Los aceites esenciales se obtienen de las plantas. Son muy ricos en compuestos químicos naturales y tienen propiedades terapéuticas únicas ya que cada aceite esencial está compuesto por decenas de moléculas diferentes y cada una de ellas tiene unas propiedades diferentes. Así podemos encontrar que un mismo aceite esencial puede tener propiedades muy diversas. El aceite de lavanda, por ejemplo, puede actuar como antiséptico, antibacteriano, antifúngico, antiinflamatorio, analgésico, cicatrizante, sedativo, antihistamínico, relajante, antiespasmódico o diurético; pero además tiene bastantes otros usos posibles. Es por ello que al aceite esencial de lavanda se le conoce como la navaja suiza de los aceites. Los usos de la aromaterapia son, pues, muy variados y versátiles.

Uno de los usos más valorados de la aromaterapia es su capacidad para inducir la relajación y reducir el estrés. Cuando se inhala el aceite esencial de lavanda, por ejemplo, las moléculas aromáticas llegan rápidamente al cerebro a través del nervio olfativo. Estas moléculas estimulan directamente el sistema límbico, una región cerebral profundamente conectada con las emociones, la memoria y las respuestas fisiológicas automáticas.

En concreto, la lavanda ha demostrado estimular la producción de neurotransmisores como la serotonina y el acido gamma-aminobutírico (GABA), relacionados con la sensación de bienestar y relajación. Este efecto desencadena una respuesta del sistema nervioso parasimpático, el cual envía señales a todo el cuerpo para disminuir la tensión muscular, renacer el ritmo cardíaco y favorecer una respiración más profunda y pausada. Por ello, respirar el aroma pura de la lavanda no sólo es un placer sensorial, sino una forma natural de ayudar al cuerpo a entrar en un estado de calma y equilibrio.

Además de la relajación, la aromaterapia también se utiliza para aliviar diferentes enfermedades físicas. Por ejemplo, algunos aceites esenciales tienen propiedades analgésicas y antiinflamatorias, por lo que se pueden utilizar para mitigar el dolor muscular o articular. Otros aceites esenciales tienen propiedades expectorantes y pueden ser útiles en el tratamiento de resfriados o problemas respiratorios.

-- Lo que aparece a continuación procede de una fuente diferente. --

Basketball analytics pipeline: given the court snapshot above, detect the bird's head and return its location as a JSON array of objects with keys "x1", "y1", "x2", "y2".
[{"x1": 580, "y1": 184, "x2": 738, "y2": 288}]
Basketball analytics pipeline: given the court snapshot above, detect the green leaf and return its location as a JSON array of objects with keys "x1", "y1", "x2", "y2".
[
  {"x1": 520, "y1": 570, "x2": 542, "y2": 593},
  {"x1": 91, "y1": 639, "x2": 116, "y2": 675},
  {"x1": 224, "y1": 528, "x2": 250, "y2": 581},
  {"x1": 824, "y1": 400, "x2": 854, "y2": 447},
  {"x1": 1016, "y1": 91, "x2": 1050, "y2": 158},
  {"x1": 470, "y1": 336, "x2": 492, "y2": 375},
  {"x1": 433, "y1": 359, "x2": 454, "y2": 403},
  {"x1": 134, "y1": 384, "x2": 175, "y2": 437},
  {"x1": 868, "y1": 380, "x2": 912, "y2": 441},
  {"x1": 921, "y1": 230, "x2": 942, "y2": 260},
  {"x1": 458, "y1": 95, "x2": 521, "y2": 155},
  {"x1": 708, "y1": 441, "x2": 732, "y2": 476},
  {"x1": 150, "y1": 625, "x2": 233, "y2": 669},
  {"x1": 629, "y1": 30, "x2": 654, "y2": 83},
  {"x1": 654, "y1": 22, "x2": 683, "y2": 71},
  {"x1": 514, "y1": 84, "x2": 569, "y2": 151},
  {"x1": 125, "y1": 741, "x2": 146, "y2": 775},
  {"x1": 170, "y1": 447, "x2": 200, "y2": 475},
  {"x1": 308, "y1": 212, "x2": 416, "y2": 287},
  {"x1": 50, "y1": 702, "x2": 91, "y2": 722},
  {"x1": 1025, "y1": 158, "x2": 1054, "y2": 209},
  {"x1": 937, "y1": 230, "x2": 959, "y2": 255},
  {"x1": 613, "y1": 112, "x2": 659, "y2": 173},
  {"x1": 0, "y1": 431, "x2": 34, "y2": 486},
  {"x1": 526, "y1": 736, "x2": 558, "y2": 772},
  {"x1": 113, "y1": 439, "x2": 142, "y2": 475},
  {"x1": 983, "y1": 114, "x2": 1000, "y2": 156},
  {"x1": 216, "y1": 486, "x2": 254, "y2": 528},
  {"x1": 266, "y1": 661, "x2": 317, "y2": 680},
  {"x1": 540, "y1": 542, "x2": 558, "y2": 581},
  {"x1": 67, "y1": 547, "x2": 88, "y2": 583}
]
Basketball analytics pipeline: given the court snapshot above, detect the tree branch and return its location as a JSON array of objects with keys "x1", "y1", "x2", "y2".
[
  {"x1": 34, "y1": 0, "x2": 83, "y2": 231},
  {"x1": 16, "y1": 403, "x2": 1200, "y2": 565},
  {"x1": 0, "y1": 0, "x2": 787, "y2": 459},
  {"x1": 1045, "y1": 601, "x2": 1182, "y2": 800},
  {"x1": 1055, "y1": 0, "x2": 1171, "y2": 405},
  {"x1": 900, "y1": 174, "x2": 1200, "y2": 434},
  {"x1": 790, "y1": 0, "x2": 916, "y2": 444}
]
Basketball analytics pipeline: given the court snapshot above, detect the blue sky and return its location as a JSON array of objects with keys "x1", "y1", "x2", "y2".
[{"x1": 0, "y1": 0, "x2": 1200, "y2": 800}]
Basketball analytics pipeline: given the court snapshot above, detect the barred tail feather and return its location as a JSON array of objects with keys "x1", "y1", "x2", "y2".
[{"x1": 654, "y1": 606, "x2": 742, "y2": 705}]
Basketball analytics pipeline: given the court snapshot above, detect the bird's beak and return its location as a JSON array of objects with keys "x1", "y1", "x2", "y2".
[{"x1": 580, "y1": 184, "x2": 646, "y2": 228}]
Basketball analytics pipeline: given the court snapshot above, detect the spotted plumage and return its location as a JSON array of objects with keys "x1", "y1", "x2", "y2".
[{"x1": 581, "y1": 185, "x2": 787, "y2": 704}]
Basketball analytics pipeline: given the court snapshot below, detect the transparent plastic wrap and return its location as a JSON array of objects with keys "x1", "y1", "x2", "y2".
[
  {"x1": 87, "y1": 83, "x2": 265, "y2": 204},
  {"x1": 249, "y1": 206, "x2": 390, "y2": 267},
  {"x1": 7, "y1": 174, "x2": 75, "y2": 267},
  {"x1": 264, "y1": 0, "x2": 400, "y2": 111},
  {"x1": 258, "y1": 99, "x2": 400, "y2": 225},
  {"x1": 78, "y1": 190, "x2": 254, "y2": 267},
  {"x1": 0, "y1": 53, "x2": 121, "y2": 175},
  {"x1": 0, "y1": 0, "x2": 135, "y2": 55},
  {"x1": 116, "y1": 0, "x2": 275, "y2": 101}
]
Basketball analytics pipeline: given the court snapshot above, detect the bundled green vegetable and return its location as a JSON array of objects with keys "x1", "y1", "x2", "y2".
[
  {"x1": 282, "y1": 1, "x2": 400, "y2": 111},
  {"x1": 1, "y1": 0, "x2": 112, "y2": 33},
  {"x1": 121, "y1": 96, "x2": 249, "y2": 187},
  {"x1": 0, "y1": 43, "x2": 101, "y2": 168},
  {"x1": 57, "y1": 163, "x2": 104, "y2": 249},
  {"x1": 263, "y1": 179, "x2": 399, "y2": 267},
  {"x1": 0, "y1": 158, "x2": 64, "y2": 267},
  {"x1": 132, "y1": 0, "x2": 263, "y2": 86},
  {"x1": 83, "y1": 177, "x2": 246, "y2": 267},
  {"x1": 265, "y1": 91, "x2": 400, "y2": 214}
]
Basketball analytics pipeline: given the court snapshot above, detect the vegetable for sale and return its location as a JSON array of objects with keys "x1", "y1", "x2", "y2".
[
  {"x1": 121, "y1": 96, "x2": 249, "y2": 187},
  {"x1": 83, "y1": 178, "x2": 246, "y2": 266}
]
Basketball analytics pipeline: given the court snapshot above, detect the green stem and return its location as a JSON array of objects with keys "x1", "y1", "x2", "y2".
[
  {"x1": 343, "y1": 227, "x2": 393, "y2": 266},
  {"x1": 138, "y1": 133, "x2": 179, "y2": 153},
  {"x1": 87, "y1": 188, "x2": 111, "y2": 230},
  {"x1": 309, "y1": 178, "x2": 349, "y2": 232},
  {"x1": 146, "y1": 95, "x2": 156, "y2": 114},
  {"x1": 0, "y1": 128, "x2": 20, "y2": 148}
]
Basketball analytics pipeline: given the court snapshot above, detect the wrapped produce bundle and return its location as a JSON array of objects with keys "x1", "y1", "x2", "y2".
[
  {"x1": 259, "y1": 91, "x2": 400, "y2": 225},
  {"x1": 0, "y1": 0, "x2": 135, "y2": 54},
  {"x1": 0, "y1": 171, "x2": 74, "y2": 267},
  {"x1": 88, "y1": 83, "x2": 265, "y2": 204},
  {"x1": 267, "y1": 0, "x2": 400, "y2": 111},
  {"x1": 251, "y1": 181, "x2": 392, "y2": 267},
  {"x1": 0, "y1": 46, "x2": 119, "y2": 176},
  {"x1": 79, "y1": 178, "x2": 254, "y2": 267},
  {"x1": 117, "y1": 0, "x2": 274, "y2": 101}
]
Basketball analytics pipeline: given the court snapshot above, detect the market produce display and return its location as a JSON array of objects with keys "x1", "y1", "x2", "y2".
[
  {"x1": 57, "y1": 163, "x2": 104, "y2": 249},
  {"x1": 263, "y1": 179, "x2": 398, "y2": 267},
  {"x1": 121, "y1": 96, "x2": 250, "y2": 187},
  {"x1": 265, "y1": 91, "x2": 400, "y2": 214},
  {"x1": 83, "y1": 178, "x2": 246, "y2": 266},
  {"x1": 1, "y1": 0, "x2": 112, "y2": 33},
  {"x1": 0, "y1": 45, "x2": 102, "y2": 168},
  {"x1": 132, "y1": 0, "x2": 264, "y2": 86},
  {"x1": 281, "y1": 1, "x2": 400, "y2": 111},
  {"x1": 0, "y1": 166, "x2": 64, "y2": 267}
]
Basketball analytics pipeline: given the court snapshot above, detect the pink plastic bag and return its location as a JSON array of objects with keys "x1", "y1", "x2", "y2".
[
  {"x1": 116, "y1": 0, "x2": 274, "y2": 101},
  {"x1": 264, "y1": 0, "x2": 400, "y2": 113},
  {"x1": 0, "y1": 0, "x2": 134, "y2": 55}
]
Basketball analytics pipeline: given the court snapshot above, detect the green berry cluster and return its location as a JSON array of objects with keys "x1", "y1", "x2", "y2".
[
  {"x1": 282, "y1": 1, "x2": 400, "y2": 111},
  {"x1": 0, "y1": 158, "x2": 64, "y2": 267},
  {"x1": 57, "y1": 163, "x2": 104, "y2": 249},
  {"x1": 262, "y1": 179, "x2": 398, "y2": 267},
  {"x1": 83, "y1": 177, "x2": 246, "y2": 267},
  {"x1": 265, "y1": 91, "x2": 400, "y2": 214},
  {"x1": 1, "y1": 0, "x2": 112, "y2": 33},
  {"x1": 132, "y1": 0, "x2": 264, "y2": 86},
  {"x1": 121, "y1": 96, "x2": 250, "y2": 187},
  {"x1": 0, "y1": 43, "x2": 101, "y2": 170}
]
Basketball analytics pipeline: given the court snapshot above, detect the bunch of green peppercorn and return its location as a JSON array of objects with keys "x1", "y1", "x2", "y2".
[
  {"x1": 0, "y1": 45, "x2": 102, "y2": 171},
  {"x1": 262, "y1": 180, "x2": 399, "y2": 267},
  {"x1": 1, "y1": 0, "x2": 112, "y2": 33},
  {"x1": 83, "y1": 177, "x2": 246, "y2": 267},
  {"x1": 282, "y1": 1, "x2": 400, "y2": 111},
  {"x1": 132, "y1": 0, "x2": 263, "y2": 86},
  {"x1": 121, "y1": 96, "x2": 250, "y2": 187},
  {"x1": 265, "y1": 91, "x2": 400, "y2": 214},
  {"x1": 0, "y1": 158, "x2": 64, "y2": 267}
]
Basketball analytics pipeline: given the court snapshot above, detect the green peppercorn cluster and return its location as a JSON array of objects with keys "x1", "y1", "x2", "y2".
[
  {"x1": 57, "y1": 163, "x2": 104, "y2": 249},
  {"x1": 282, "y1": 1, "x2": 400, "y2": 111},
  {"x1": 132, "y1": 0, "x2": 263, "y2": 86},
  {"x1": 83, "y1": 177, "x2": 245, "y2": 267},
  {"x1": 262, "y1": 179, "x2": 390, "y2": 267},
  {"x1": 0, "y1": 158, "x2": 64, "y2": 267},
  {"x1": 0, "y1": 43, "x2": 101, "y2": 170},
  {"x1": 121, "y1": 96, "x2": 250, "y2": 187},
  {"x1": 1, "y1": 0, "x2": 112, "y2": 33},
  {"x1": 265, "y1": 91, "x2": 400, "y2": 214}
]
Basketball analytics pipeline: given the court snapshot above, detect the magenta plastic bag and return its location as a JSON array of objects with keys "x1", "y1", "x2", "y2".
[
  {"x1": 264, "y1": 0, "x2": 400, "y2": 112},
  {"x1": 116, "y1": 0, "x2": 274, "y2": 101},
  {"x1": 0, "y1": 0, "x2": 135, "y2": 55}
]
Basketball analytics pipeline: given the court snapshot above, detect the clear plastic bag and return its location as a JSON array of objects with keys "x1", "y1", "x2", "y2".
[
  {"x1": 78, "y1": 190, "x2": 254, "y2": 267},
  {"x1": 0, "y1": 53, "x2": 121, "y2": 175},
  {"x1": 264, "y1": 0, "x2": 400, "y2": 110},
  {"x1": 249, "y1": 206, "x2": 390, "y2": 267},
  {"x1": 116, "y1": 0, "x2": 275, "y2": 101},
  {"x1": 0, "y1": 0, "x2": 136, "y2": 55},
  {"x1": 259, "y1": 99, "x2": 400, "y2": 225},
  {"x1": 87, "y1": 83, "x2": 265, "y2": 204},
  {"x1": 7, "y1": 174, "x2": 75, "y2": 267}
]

La aplicación segura de los aceites esenciales es un aspecto crucial en la práctica de la aromaterapia. Estos aceites deben ser diluidos antes de su uso, ya que su concentración puede ser demasiado alta y causar irritación en la piel o incluso reacciones alérgicas. Antes de aplicarlos sobre la piel siempre hay que diluirlos en un aceite vegetal portador, como el aceite de sésamo, de trigo, de hueso de uva o de coco por ejemplo o bien en una solución hidroalcohólica.

En Despertar no somos muy amantes del aceite de almendras dulces ya que se oxida muy rápidamente, esto genera un olor a rancio que siempre irá en detrimento de la percepción que haremos del aceite esencial que hayamos diluido. Además de la aplicación tópica, la inhalación de los aceites esenciales también es una de las maneras más comunes de utilizarlos en aromaterapia. Esto se puede hacer mediante la utilización de difusores o simplemente inhalando el aroma directamente del frasco. Algunos aceites esenciales pueden ser ingeridos, pero su uso está muy restringido ya que algunos aceites esenciales son tóxicos si se ingieren, por lo que nunca deben tomarse por vía oral sin la supervisión de un experto.